Also try setting WEBrick /usr/lib/ruby//webrick/config.rb

:DoNotReverseLookup => true

Also see: "Stackoverflow WEBrick slow from remote desktop"

3
  • +1 stopping Avahi had an immediate impact. Could you provide an explanation as to why?
    – Amro
    Mar 17, 2012 at 0:16
  • @Amro, not sure. http://mercenary-code.blogspot.co.uk suggested it and mentions deleting the symlink from /etc/rc3.d so it doesn't restart. This Lighthouse ticket mentions avahi trying to resolve the reversemapping of 127.0.0.255 causing a timeout. http://qzdrproject.wordpress.com did the digging in strace/wireshark to find the solution.
    – James EJ
    Apr 9, 2012 at 18:48
  • This worked for me, it does seem to be caused by a reverse lookup which eventually times out.
    – Ed Bishop
    Jun 19, 2013 at 22:17
1

It is WEBrick issue, no problems when you use other web servers.

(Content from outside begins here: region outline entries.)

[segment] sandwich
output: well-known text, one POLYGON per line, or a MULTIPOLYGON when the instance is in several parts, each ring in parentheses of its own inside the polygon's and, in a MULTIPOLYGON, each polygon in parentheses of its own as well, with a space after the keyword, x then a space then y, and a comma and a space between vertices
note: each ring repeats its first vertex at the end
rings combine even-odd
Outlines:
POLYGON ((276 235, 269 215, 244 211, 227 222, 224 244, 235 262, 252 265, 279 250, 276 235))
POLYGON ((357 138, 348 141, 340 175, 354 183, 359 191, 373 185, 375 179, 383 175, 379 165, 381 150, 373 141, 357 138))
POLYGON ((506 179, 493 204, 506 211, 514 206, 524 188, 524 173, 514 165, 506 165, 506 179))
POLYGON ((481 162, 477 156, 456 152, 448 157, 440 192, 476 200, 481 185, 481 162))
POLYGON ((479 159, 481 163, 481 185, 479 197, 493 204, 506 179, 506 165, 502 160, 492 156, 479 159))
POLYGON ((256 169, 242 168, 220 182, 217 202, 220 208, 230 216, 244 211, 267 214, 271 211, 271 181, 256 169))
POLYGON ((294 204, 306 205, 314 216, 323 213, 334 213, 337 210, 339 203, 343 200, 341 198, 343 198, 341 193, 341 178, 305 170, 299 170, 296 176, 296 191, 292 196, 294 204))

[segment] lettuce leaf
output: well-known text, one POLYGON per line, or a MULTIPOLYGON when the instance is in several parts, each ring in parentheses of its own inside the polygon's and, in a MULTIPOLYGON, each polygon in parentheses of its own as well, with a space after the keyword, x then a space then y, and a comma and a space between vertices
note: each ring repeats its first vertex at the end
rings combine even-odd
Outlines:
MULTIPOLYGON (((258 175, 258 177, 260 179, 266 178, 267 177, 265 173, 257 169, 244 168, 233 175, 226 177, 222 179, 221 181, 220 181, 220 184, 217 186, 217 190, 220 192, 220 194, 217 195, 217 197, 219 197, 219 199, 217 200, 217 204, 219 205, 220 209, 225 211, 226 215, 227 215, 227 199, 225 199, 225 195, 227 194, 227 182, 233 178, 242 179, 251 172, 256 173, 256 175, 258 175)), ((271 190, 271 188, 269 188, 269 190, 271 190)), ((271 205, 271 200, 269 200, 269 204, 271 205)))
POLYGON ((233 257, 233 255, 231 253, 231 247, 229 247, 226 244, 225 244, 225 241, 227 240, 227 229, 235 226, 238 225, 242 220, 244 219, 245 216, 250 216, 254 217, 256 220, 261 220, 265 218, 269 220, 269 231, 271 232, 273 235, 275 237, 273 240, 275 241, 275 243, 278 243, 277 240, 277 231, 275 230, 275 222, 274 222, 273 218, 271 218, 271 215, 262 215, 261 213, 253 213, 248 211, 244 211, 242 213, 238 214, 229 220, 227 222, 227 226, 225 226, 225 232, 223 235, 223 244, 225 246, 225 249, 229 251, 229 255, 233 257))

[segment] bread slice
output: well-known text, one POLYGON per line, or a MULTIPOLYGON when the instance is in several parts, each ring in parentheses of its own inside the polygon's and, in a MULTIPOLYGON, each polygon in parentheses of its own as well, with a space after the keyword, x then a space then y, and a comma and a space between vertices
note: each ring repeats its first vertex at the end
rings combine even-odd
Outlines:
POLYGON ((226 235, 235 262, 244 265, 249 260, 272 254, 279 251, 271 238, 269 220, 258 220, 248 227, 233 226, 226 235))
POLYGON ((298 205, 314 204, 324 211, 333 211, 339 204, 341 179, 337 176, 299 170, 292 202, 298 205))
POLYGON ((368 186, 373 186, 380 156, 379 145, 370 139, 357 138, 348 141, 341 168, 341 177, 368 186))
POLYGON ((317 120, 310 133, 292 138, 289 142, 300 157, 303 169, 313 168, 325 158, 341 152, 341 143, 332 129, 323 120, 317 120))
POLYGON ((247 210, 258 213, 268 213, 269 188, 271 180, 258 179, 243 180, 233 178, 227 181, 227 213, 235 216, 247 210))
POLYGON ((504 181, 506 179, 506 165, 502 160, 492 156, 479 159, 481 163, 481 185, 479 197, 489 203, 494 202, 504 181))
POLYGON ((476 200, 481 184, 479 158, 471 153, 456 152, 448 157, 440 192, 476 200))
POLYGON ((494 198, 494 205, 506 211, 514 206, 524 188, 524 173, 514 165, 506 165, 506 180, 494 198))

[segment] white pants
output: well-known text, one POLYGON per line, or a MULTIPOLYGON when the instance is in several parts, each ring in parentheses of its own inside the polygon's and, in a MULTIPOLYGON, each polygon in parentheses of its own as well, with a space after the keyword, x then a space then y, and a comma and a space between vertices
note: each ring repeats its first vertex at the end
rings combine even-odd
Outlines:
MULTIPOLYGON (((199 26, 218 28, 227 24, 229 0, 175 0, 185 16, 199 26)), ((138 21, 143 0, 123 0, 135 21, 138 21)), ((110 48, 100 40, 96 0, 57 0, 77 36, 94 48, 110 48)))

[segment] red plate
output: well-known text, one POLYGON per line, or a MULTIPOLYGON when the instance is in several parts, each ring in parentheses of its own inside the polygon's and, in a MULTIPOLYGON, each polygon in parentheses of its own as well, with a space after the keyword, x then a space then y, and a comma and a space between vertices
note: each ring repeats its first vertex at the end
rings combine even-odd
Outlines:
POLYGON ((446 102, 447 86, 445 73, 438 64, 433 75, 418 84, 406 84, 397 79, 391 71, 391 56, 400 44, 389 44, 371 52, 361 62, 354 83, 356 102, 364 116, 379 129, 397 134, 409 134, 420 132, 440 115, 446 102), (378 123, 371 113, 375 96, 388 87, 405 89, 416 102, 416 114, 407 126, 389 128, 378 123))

I tried Mongrel and Thin with Ruby on Rails 3.0.x, both working great.

I suggest using Mongrel - simply add it to your Gemfile:

gem "mongrel"

or you can set it only for development and test, not to break production:

group :test, :development do
  gem "mongrel"
end

Now start server same way as you did before and Mongrel starts instead of WEBrick.

If you prefer Thin, you need to start server with thin start or WEBrick will be started.

0

I've had this same problem occur under both VirtualBox and VMware. Not sure what the problem is... it acts like the Rails server is looking something up that has to be timed out? Rails server reports fast render times in log, but takes forever to respond to each request. Happens in both Rails 2.3.8 and Rails 3.0.3 for me on one particular Ubuntu instance (tried under both VirtualBox and VMware). I've had another Ubuntu VM on another box that didn't have the problem...

After frustratingly chasing this for some time, my solution is to use Phusion Passenger in development mode and Apache.

0

Warning: this is a non-answer (other than the suggestion just to use Passenger), but I'm documenting my own experience as well as some experiments that I did that hopefully help us come closer to a conclusion.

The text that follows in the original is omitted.